J. Soil Sci. Plant Nutr. vol.15 no.1 Temuco mar. 2015  Epub 24-Feb-2014

http://dx.doi.org/10.4067/S0718-95162015005000014 

 

Soil moisture derivation using triangle method in the lighvan watershed, north western Iran

 

M. Rahmati1*, M.M. Oskouei2, M.R. Neyshabouri3, J.P. Walker4, A. Fakherifard5, A. Ahmadi3, S.B. Mousavi1

1 University of Maragheh, Faculty of Agriculture, Department of Soil Science, Maragheh, Iran.

*Corresponding autor: mehdirmti@gmail.com

2 Sahand University of Technology, Mining Engineering Faculty, Tabriz, Iran.

3 University of Tabriz, Faculty of Agriculture, Department of Soil Science, Tabriz, Iran.

4 Monash University, Faculty of Engineering, Department of Civil Engineering, Melbourne, Australia.

5 University of Tabriz, Faculty of Agriculture, Department of Water Engineering, Tabriz, Iran.


Abstract

Soil moisture determination plays a major role in water and crop management.
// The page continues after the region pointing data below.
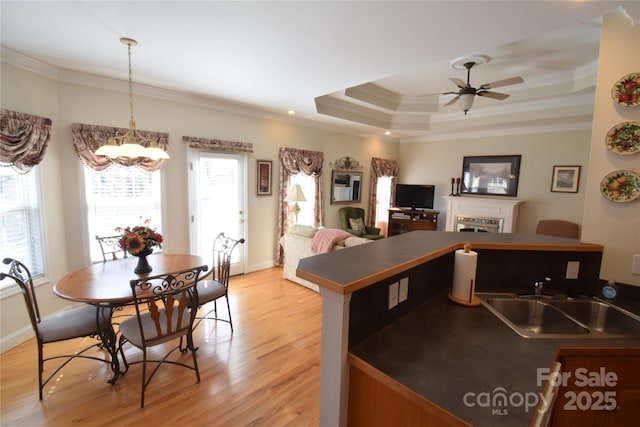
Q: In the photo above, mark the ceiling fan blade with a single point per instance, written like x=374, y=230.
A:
x=437, y=94
x=452, y=101
x=501, y=83
x=458, y=82
x=493, y=95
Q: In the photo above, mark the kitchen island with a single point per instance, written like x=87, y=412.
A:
x=354, y=286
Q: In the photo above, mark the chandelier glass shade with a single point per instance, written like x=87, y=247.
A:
x=131, y=144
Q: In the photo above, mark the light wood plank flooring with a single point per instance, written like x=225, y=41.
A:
x=267, y=373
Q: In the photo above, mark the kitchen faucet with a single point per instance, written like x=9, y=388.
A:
x=537, y=286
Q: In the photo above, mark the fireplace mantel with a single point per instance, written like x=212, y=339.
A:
x=490, y=207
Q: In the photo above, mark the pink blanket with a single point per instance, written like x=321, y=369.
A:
x=325, y=239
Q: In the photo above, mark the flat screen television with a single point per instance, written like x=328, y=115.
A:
x=414, y=196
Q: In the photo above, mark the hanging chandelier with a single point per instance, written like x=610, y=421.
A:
x=131, y=144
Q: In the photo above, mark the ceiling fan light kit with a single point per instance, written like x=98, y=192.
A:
x=467, y=93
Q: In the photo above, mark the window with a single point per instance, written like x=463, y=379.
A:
x=307, y=209
x=120, y=197
x=21, y=221
x=383, y=201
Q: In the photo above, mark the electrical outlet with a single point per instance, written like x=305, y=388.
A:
x=404, y=290
x=573, y=268
x=393, y=295
x=635, y=266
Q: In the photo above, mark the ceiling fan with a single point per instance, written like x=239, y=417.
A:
x=467, y=93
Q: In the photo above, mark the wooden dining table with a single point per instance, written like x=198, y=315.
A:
x=107, y=286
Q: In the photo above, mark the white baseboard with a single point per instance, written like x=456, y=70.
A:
x=260, y=266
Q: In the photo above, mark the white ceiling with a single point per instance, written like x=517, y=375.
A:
x=362, y=64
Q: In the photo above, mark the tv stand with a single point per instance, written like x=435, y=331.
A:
x=405, y=220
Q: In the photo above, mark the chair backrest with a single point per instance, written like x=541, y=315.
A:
x=349, y=212
x=222, y=251
x=110, y=245
x=172, y=301
x=21, y=275
x=559, y=228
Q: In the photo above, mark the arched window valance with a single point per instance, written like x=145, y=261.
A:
x=88, y=138
x=292, y=162
x=23, y=139
x=218, y=144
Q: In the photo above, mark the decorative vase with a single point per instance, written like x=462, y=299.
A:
x=143, y=265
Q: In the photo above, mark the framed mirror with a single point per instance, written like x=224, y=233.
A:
x=346, y=186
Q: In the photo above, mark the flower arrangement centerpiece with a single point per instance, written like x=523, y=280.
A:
x=140, y=241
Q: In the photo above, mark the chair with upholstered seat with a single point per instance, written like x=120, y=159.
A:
x=218, y=286
x=79, y=322
x=352, y=219
x=110, y=246
x=166, y=307
x=558, y=228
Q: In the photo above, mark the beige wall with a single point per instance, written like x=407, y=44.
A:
x=437, y=162
x=616, y=225
x=66, y=103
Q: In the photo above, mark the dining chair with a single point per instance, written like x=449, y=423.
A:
x=218, y=286
x=110, y=245
x=78, y=322
x=165, y=309
x=558, y=228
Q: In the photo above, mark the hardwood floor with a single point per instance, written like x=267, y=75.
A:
x=267, y=373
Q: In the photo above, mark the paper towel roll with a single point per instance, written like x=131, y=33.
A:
x=464, y=276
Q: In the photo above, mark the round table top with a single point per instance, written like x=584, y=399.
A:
x=109, y=282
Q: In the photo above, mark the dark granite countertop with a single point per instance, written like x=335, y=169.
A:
x=370, y=263
x=444, y=351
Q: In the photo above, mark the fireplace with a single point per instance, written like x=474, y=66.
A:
x=482, y=214
x=478, y=224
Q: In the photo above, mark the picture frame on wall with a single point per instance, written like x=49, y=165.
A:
x=565, y=179
x=264, y=177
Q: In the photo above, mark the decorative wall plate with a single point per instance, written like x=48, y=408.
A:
x=621, y=186
x=624, y=138
x=626, y=91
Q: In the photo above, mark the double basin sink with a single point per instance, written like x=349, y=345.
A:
x=561, y=317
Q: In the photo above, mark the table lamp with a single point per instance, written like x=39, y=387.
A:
x=295, y=195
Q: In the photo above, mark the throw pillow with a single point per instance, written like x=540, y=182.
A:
x=357, y=225
x=302, y=230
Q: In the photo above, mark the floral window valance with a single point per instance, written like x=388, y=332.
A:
x=218, y=145
x=88, y=138
x=23, y=139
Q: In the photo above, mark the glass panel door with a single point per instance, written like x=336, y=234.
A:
x=218, y=199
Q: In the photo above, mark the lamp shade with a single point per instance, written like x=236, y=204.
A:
x=466, y=101
x=295, y=194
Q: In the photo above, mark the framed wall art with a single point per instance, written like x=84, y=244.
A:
x=264, y=177
x=491, y=175
x=565, y=179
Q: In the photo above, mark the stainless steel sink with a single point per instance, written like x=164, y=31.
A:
x=600, y=316
x=560, y=317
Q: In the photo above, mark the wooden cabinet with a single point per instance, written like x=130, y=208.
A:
x=405, y=220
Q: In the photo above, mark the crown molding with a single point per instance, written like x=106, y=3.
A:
x=117, y=85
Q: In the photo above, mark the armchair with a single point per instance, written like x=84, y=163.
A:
x=352, y=213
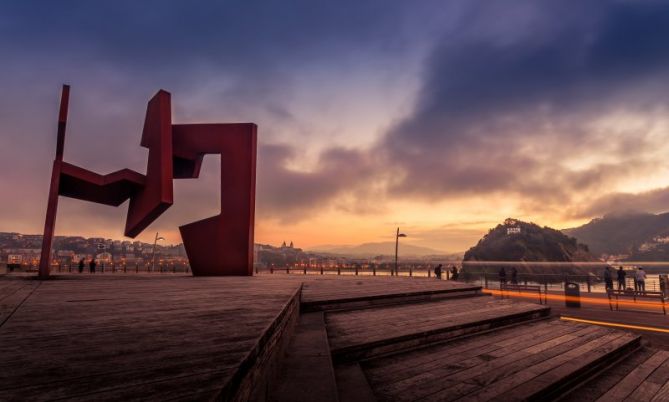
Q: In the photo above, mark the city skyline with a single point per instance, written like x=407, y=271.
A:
x=441, y=118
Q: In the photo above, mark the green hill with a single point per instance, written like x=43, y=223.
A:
x=538, y=250
x=632, y=234
x=515, y=240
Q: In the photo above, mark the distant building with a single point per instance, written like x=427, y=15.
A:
x=513, y=230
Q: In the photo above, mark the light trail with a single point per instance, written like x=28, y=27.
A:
x=615, y=324
x=582, y=299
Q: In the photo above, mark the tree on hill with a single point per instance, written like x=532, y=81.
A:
x=515, y=240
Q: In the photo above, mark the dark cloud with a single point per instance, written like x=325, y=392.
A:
x=654, y=201
x=508, y=102
x=293, y=195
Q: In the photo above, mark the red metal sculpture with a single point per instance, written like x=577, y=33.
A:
x=220, y=245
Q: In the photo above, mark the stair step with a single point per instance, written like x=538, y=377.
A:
x=306, y=372
x=358, y=334
x=323, y=294
x=535, y=361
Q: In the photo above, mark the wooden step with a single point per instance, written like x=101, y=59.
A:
x=649, y=381
x=306, y=372
x=349, y=293
x=364, y=333
x=536, y=361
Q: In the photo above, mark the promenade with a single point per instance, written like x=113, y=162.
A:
x=298, y=338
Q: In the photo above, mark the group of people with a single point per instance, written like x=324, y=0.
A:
x=438, y=270
x=502, y=276
x=639, y=277
x=91, y=265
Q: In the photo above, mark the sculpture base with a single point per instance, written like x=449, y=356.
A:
x=215, y=249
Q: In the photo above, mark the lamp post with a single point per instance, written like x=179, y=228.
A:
x=153, y=253
x=397, y=242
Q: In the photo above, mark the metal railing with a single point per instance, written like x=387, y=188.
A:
x=101, y=268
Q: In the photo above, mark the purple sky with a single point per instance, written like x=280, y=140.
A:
x=444, y=117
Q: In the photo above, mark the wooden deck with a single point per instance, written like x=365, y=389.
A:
x=145, y=337
x=156, y=337
x=363, y=333
x=512, y=364
x=115, y=336
x=646, y=382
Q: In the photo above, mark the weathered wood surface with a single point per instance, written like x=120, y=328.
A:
x=648, y=381
x=116, y=337
x=510, y=364
x=327, y=288
x=367, y=328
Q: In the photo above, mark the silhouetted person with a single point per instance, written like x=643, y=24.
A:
x=437, y=271
x=641, y=280
x=621, y=278
x=608, y=278
x=502, y=276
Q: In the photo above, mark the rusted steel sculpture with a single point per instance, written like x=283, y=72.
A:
x=220, y=245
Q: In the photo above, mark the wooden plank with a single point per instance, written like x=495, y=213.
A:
x=522, y=379
x=451, y=357
x=489, y=375
x=110, y=334
x=364, y=327
x=633, y=380
x=459, y=377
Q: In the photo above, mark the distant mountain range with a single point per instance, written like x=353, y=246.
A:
x=376, y=249
x=634, y=235
x=516, y=240
x=529, y=243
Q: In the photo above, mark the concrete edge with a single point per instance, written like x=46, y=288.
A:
x=258, y=368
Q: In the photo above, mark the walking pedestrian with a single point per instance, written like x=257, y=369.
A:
x=437, y=271
x=608, y=279
x=621, y=278
x=641, y=280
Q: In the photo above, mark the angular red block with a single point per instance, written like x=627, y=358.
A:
x=220, y=245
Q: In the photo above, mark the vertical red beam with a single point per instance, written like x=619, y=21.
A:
x=52, y=205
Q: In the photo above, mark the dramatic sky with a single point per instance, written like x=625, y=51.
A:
x=441, y=117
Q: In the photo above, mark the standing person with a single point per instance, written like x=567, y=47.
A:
x=608, y=279
x=502, y=276
x=437, y=271
x=621, y=278
x=641, y=280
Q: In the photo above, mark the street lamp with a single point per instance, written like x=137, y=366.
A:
x=153, y=253
x=397, y=242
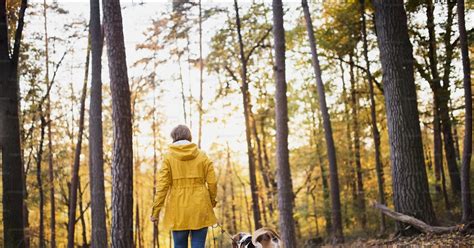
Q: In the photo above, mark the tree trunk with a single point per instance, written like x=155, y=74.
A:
x=263, y=171
x=373, y=118
x=233, y=222
x=285, y=184
x=39, y=179
x=331, y=150
x=443, y=95
x=467, y=149
x=50, y=139
x=81, y=216
x=360, y=202
x=437, y=146
x=10, y=144
x=122, y=161
x=349, y=161
x=246, y=103
x=77, y=157
x=409, y=180
x=156, y=243
x=96, y=155
x=201, y=79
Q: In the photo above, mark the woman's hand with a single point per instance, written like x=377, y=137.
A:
x=153, y=219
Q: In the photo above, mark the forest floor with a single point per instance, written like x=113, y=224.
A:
x=422, y=240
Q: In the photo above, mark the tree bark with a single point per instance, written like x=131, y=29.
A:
x=360, y=201
x=373, y=118
x=285, y=184
x=156, y=243
x=246, y=103
x=82, y=210
x=263, y=171
x=50, y=138
x=96, y=155
x=331, y=150
x=443, y=98
x=201, y=79
x=10, y=144
x=418, y=224
x=467, y=149
x=77, y=156
x=39, y=179
x=409, y=180
x=122, y=161
x=441, y=93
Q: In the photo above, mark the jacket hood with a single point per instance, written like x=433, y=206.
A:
x=184, y=152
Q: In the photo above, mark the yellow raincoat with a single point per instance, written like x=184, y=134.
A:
x=182, y=182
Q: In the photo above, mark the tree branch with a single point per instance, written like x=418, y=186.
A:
x=377, y=83
x=18, y=33
x=259, y=44
x=418, y=224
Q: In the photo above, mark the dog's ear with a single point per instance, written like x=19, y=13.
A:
x=235, y=240
x=264, y=234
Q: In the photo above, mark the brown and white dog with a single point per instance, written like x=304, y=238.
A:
x=261, y=238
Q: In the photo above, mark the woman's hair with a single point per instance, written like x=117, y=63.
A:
x=181, y=132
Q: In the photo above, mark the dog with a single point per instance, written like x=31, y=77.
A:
x=242, y=240
x=261, y=238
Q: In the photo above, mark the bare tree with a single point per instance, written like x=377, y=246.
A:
x=96, y=160
x=331, y=150
x=77, y=156
x=285, y=184
x=410, y=184
x=467, y=150
x=10, y=144
x=122, y=161
x=246, y=102
x=373, y=117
In this research, the accuracy of the Triangle Method (TM) was evaluated to predict surface soil moisture content using Moderate Resolution Imaging Spectro-radiometer (MODIS) satellite images with 1km resolution. The investigation was carried out within an area of 76 km2 in Lighavn watershed in East Azerbaijan, North West of Iran. The analysis was based on ground measurements of soil moisture at 225 points (45 pixels) across the catchment on 2 different days. Ground measurements from the first day were used to train the models, while those from the second day were used for validation. A range of polynomial regressions from 1st to 4th orders were established between the ground measured soil moisture and MODIS Normalized Difference Vegetation Index (NDVI) and Land Surface Temperature (LST). The best results were obtained for the 4th order polynomial of the TM with the efficiency error (ER) and adjusted determination coefficient (R2adj) criterions, respectively, equal to 11.0% and 0.63 for calibration and 15.9% and 0.60 for validation stage. Therefore, the TM was found to provide reliable estimates of soil moisture, without the need for prior information of the soil surface roughness or the vegetation type and water content.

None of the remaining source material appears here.